According to the defendant the first count alleges public and private nuisance, and the plaintiffs have not refuted this characterization. The defendant argues that the count does not state a cause of action. "A private nuisance exists only where one is injured in relation to a right which he enjoys by reason of his ownership of an interest in land. In the modern authorities private nuisance includes all injuries to an owner or occupier in the enjoyment of the property of which he is in possession, without regard to the quality of the tenure." (Internal quotation marks omitted.) Couture v. Board of Education, 6 Conn. App. 309, 314,505 A.2d 432 (1986). The plaintiffs do not allege an injury in the enjoyment of property, such as a decrease in value. See Butzgy v.Glastonbury, 203 Conn. 109, 121, 523 A.2d 1258 (1987). The plaintiffs cite two cases in support of their claim, however the first, Gesswin v. Beckwith, 35 Conn. Sup. 89, ___ A.2d ___ (1978), involves an action by a tenant against the landlord. The second,Yeske v. Avon Old Farms School, Inc., 1 Conn. App. 195,470 A.2d 705 (1984), was an action based on physical harm to a minor trespasser. The plaintiffs have not alleged trespass.
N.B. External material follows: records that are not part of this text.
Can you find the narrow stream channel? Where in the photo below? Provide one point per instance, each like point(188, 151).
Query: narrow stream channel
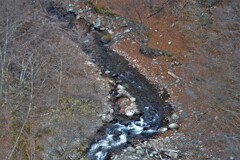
point(121, 130)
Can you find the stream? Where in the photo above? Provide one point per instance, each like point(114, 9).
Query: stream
point(118, 133)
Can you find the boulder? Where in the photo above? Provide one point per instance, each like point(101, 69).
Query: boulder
point(106, 38)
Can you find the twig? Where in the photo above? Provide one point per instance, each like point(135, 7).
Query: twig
point(27, 116)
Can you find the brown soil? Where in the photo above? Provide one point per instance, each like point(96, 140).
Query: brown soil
point(206, 115)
"Nuisances are public where they violate public rights, and produce a common injury, and where they constitute an obstruction to public rights, that is, the rights enjoyed by citizens as part of the public. . . . A public nuisance is one that injures the citizens generally who may be so circumstanced as to come within its influence." Couture v. Board of Education, supra, 6 Conn. App. 314-15;Keeney v. Town of Old Saybrook, 237 Conn. 135, ___ A.2d ___ (1996). The plaintiffs have not alleged a violation of public rights, and therefore cannot allege a public nuisance. Therefore, the defendant's motion to strike count one should be granted.
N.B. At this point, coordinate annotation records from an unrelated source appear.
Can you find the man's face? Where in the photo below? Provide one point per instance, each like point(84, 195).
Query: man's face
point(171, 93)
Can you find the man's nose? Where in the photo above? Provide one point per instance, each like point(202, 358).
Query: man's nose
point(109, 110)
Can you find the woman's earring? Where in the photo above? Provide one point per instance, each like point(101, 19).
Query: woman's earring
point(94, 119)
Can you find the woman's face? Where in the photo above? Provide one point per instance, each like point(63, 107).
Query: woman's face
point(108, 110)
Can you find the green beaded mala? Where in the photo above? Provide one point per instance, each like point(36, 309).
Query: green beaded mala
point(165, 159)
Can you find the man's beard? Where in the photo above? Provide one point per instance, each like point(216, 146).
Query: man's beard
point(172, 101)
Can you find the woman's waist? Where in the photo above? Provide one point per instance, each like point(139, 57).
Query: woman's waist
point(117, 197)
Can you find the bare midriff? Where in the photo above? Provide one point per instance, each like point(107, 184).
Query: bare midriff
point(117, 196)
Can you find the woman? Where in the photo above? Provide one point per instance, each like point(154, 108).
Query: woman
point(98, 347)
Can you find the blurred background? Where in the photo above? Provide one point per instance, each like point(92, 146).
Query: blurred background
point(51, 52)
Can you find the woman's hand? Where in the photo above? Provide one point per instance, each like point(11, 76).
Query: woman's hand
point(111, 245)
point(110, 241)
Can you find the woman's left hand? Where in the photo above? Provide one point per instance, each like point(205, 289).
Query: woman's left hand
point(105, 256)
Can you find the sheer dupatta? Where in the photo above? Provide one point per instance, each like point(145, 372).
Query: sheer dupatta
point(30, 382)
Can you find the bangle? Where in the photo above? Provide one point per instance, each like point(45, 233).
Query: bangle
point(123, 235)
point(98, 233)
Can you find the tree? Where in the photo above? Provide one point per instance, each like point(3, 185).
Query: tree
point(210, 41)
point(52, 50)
The sixth count alleges a breach of the Connecticut Unfair Trade Practices Act, General Statutes § 42-110b et seq. Section 42-110b(a) provides, "[n]o person shall engage in unfair methods of competition and unfair or deceptive acts or practices in the conduct of any trade or commerce." The plaintiffs have not alleged that the injuries occurred in the conduct of trade or commerce, and accordingly the motion to strike count six should be granted.
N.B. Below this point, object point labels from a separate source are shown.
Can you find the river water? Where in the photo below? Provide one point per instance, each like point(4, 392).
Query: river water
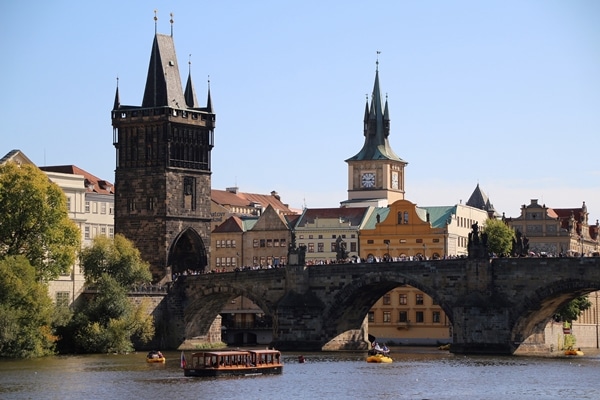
point(416, 373)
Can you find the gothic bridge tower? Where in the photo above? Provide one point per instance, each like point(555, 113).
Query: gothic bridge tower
point(163, 168)
point(376, 173)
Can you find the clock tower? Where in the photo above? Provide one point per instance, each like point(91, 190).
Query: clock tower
point(376, 173)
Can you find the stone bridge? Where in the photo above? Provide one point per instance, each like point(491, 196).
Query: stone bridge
point(494, 305)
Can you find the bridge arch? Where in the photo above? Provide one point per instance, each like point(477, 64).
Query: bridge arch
point(353, 301)
point(208, 302)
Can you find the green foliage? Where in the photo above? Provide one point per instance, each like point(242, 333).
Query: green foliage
point(571, 310)
point(26, 311)
point(107, 321)
point(116, 257)
point(35, 221)
point(499, 236)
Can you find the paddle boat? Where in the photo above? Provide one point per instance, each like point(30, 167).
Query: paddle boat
point(155, 357)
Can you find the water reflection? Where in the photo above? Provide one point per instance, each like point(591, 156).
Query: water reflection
point(416, 373)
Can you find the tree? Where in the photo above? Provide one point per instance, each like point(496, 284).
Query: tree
point(570, 311)
point(108, 321)
point(499, 236)
point(35, 221)
point(116, 257)
point(26, 311)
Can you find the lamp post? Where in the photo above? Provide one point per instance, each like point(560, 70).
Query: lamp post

The fifth count alleges bystander emotional distress. The CT Page 9925 defendant argues that the injury is not serious, and does not rise to the level contemplated by the Supreme Court, and the plaintiff's reaction is abnormal. To allege a cause of action in bystander emotional distress, "the injury to the victim must be substantial, resulting in either death or serious physical injury." Clohessy v.Bachelor, 237 Conn. 31, 53, 675 A.2d 852 (1996). "Any injury to one who is closely related to the bystander has an emotional impact. To a sensitive parent, witnessing a minor injury to his or her child could produce an emotional response and result in serious injury. Nevertheless, under those circumstances, a cause of action for bystander emotional distress will not lie . . . it is essential that the liability for bystander emotional distress be circumscribed." Id., 54.

The complaint alleges that Emily "suffered a displaced condylar fracture of the right elbow with 90% malrotation; was admitted for hospitalization as a result of her injuries; and suffered severe pain, suffering and emotional distress; and has been substantially limited in her usual life's activities." (Complaint, ¶ 7, Count 1). Whether an injury is substantial is normally a question of fact for the trier of fact, however the Supreme Court's language, that a cause of action will not lie for minor injuries, suggests that the plaintiff does have to plead a sufficiently serious injury to sustain a cause of action. While the injury does not appear to be "substantial, resulting in either death or serious physical injury," the court prefers to await further evidence and a decision by a trier of the fact.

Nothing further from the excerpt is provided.